I am currently using torch.cuda.Event(enable_timing=True)
for measuring the forward, backward and total iteration time of DNN training. This data is used to predict the iteration time of a DNN training setup. I noticed that when I enable profiling, these timings are a little longer than expected, and consequently the prediction is higher than my baseline experiments. I derived the expected value from a tensorboard profiling report.
I am using the following context manager to measure the time of a code chunk:
@contextlib.contextmanager
def take_gpu_time() -> ContextManager[None]:
start_event = torch.cuda.Event(enable_timing=True)
end_event = torch.cuda.Event(enable_timing=True)

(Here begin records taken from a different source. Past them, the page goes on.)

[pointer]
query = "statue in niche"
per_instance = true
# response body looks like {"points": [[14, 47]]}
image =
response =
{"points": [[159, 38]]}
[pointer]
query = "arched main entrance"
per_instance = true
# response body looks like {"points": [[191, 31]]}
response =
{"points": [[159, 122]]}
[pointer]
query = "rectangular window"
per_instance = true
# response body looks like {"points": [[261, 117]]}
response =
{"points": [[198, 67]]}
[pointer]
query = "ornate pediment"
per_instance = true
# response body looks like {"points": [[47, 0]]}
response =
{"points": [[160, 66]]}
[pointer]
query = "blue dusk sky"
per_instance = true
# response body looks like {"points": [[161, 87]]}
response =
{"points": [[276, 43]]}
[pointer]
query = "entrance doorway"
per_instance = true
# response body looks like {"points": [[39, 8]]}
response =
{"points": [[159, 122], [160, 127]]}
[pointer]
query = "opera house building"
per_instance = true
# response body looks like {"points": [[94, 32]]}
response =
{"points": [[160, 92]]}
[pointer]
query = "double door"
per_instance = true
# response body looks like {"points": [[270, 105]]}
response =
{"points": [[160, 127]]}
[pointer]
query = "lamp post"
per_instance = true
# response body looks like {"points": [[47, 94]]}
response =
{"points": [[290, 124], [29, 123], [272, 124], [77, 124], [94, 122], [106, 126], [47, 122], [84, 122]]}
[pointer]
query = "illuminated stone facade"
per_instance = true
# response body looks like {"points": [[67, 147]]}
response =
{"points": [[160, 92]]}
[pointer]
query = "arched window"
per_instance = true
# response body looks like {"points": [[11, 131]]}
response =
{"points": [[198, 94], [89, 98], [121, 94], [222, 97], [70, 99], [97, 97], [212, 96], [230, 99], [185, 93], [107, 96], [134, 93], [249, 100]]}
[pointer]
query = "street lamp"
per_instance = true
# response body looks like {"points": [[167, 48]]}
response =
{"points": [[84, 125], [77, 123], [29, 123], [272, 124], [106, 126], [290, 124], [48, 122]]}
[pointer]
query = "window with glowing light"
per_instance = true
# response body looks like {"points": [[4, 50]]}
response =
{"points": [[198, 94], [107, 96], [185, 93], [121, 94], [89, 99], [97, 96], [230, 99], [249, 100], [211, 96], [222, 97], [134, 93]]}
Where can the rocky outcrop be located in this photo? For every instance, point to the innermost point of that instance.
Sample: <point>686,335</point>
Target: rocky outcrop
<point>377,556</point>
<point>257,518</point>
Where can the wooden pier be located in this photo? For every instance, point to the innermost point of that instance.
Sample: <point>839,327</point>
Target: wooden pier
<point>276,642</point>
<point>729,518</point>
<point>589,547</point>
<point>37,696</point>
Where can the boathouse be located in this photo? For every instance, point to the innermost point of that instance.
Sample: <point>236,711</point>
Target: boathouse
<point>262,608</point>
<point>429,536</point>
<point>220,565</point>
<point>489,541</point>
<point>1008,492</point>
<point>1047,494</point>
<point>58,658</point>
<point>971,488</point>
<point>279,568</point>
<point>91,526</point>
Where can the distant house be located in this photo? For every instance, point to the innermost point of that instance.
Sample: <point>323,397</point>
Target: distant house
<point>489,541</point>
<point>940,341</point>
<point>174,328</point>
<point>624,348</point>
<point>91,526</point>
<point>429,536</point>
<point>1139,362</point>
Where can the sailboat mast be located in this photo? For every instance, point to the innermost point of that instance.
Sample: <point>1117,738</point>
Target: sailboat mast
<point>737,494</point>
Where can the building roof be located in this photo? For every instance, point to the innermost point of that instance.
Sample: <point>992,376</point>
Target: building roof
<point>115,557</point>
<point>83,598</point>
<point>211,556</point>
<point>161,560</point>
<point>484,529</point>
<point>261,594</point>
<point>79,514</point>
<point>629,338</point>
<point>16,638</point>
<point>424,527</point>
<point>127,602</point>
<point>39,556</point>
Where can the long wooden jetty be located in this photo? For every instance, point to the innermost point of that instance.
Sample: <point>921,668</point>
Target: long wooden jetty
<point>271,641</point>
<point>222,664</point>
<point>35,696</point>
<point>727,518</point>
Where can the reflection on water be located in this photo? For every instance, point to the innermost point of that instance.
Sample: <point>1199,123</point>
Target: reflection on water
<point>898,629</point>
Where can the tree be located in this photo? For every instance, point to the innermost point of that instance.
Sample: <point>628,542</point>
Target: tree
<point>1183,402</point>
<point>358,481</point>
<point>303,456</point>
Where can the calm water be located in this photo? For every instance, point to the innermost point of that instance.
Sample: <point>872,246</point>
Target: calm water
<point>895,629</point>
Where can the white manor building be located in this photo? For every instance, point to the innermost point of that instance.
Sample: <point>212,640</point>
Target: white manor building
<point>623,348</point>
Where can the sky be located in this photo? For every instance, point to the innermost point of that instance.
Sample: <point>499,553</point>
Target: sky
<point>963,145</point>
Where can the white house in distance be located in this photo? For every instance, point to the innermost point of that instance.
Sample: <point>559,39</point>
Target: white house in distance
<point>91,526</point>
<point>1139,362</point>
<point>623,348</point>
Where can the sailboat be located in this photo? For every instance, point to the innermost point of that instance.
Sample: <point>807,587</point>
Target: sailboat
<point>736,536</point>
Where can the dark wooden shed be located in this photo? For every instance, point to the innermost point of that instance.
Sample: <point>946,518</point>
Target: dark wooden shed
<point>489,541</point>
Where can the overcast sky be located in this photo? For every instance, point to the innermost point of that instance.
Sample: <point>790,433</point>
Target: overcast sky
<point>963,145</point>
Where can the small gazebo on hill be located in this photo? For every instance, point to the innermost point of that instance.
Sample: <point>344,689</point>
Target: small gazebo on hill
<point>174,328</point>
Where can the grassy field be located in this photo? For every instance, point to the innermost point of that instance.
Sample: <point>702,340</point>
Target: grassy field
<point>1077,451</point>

record = DurationRecord(start_event, end_event)
start_event.record()
yield record
end_event.record()
The getter of DurationRecord.duration
looks as follows:
@property
def duration(self):
torch.cuda.synchronize()
start_event.synchronize()
end_event.synchronize()
return start_event.elapsed_time(end_event)
With this asynchronous design, I hope to gain a lesser impact on performance by deferring the device synchronization to a point in time when I actually need the result (i.e., after the iteration completed).
Could this code have a notable impact on the performance of DNN training, especially when it’s called often (i.e., during each forward and backward call)?